The hike offered a magnificent sense of solitude as well as gorgeous views of the Pacific Ocean.  The lack of a clearly marked path brought an added sense of adventure, particularly when we suddenly found ourselves at the edge of the island staring down a vertigo-inducing precipice.  Fifteen miles was a bit farther than we had imagined and we were definitely happy to see the roof of our bungalow in the distance as we approached the end of the day.

If you’re interested in completing these hikes yourself, here’s our advice.

Maunga Terevaka:  Park your car at Ahu Akivi and head up the trail.  Although there’s a sign at the beginning of the trail, there won’t be any further directions for the rest of the hike.  Whenever the trail splits, pick the side that looks like a walking path and ignore the paths that look like they have been made by tires.

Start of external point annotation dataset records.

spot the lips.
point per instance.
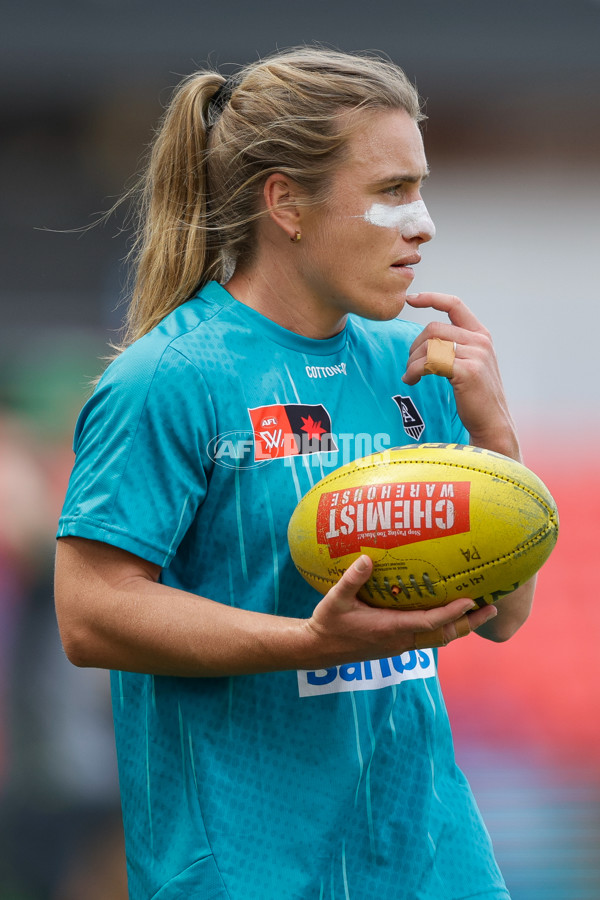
(407, 261)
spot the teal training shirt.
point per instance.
(338, 784)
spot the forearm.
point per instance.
(136, 624)
(113, 613)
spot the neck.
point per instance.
(278, 294)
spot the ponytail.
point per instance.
(174, 254)
(199, 198)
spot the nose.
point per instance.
(416, 223)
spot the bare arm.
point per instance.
(113, 613)
(483, 409)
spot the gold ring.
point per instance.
(440, 357)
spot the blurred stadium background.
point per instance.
(513, 139)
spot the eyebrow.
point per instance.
(398, 179)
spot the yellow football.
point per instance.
(439, 521)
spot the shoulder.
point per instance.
(181, 342)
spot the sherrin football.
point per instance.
(439, 521)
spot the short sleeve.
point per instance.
(141, 467)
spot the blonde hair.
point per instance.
(199, 196)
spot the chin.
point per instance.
(388, 309)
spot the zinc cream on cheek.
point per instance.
(410, 219)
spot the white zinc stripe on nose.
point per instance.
(410, 219)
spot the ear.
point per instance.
(281, 194)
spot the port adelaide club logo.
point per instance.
(412, 420)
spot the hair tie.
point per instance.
(220, 99)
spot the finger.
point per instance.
(457, 311)
(440, 358)
(461, 627)
(354, 577)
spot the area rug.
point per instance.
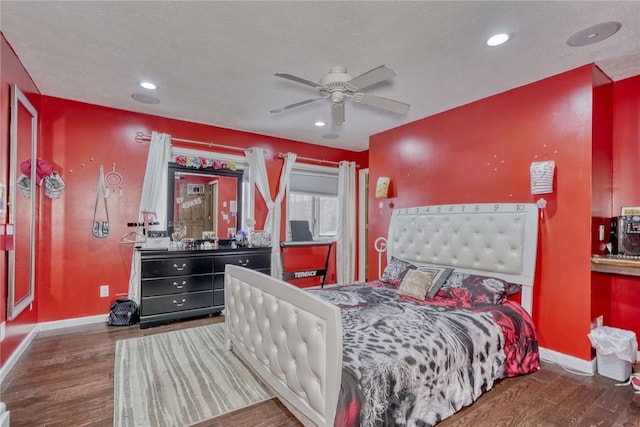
(180, 378)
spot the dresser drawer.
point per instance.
(176, 303)
(176, 285)
(218, 278)
(178, 266)
(249, 260)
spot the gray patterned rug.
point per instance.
(180, 378)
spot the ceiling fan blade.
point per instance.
(337, 113)
(383, 103)
(298, 79)
(296, 104)
(372, 77)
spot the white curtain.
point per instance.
(255, 156)
(346, 245)
(153, 202)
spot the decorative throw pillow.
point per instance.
(441, 274)
(416, 283)
(475, 289)
(394, 271)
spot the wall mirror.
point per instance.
(207, 201)
(22, 203)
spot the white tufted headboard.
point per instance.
(293, 339)
(496, 239)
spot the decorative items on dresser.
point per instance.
(187, 283)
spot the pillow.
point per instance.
(416, 283)
(394, 271)
(475, 289)
(441, 274)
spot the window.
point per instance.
(313, 196)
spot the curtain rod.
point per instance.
(141, 137)
(311, 159)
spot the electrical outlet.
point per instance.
(104, 291)
(597, 322)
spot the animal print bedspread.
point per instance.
(418, 363)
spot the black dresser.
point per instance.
(180, 284)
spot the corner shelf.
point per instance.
(627, 267)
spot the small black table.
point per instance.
(303, 274)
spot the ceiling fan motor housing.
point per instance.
(336, 83)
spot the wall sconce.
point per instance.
(382, 189)
(542, 179)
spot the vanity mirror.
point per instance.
(22, 204)
(206, 202)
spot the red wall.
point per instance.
(77, 138)
(11, 71)
(481, 152)
(625, 290)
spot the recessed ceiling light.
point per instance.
(497, 39)
(594, 34)
(148, 85)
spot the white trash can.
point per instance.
(616, 351)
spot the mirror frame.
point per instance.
(19, 100)
(174, 167)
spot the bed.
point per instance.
(374, 354)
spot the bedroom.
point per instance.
(494, 159)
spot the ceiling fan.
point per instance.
(338, 85)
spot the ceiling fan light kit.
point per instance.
(338, 84)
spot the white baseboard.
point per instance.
(45, 326)
(570, 362)
(68, 323)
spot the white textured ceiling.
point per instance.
(214, 61)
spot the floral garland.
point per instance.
(204, 162)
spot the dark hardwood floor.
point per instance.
(65, 378)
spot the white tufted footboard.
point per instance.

Northwest Coast:  Have a taxi drop you off at Anakena and follow the dirt road that dwindles to a path to the left/west of the beach.  Keep following this path, such as it is, all along the northwest coast.  It’s practically impossible to get lost with the ocean constantly on your right.  You’ll eventually reach signs of civilization at Te Peu, an archaeological site on the west coast north of Hanga Roa.  From there, you can take the dirt road to Ahu Akivi to catch a taxi back to town or keep hiking south toward Hanga Roa.  Many guides and books tell you to do the hike the other way around (starting at Haga Roan and ending at Anakena) so you can end the day with a swim at the beach.  We opted to do the hike the other way around so we could have the sun on our backs instead of up front.  Also, doing the opposite of what most travel books recommend tends to result in a more solitary experience rather a hike full of other tourists.

Hiking is a great way to explore Rapa Nui.  And regardless of the route, we can guarantee you will find a moment when you will get to appreciate exactly how in the middle of nowhere you are, with nothing but the Pacific Ocean in every direction.